BAG (Urteil vom 25.06.2019; Aktenzeichen 3 AZR 458/17)

 

Tenor

  • I.

    Auf die Berufungen des Klägers und der Beklagten wird das Urteil des Arbeitsgerichts Essen vom 29.09.2016 - 1 Ca 1677/16 - teilweise abgeändert und zum Zwecke der Klarstellung in der Hauptsache wie folgt neu gefasst:

    1. Die Beklagte wird verurteilt, der Ehefrau des Klägers, Frau C. X., ab dem 01.07.2018, jedoch frühestens ab Rechtskraft dieses Urteils, ein Ticket 1000 der Preisstufe D des Verkehrsverbunds Rhein-Ruhr (VRR) lebenslang zu gewähren, solange die Eheleute verheiratet sind und im selben Haushalt leben.
    2. Die Beklagte wird verurteilt, dem Kläger ab dem 01.07.2018, jedoch frühestens ab Rechtskraft dieses Urteils, ein Ticket 1000 der Preisstufe D des Verkehrsverbunds Rhein-Ruhr (VRR) lebenslang zu gewähren.
    3. Im Übrigen wird die Klage abgewiesen.
  • II.

    Die weitergehenden Berufungen des Klägers und der Beklagten werden zurückgewiesen.

  • III.

    Die Kosten des Rechtsstreits tragen der Kläger und die Beklagte jeweils zu 50%.

  • IV.

    Die Revision wird für beide Parteien zugelassen.

 

Tatbestand

Die Parteien streiten im Wesentlichen über einen Anspruch des Klägers auf Überlassung eines kostenlosen Tickets zur Nutzung des öffentlichen Personennahverkehrs für sich selbst und für seine Ehefrau, sowie die Einordnung dieser Leistungen als solche der betrieblichen Altersversorgung.
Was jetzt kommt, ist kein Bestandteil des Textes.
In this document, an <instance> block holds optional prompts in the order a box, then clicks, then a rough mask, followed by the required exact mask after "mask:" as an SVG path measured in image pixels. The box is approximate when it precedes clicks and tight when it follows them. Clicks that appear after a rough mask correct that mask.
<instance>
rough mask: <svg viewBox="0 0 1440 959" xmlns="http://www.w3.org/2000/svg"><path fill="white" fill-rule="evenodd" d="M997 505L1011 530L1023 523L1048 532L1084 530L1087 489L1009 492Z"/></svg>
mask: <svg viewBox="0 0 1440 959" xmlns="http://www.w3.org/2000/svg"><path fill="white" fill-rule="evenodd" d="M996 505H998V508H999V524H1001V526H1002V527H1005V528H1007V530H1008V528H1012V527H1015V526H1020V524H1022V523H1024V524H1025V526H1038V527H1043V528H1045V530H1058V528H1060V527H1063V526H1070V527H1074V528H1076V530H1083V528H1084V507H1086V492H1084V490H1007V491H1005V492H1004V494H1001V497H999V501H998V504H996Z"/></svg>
Die Beklagte ist ein Unternehmen, welches für die Stadt F. den öffentlichen Nahverkehr betreibt. Der am 28.06.1953 geborene Kläger wurde zum 01.04.1976 als Omnibusfahrer eingestellt. Der Arbeitsvertrag enthielt u.a. folgende Regelung:

"§ 2

Das Arbeitsverhältnis richtet sich nach den Bestimmungen des Bundesmanteltarifvertrages für Arbeiter gemeindlicher Verwaltungen und Betriebe (BMT-G) vom 22. Mai 1953 und der zusätzlich abgeschlossenen Tarifverträge - insbesondere des Bezirkszusatztarifvertrages (BZT-G/NRW) - in ihrer jeweils geltenden Fassung. Das gleiche gilt für die an deren Stelle tretenden Tarifverträge. Daneben finden die für den Bereich des Arbeitgebers jeweils in Kraft befindlichen sonstigen Tarifverträge, betrieblichen Vereinbarungen und die Dienst- bzw. Arbeitsordnung Anwendung."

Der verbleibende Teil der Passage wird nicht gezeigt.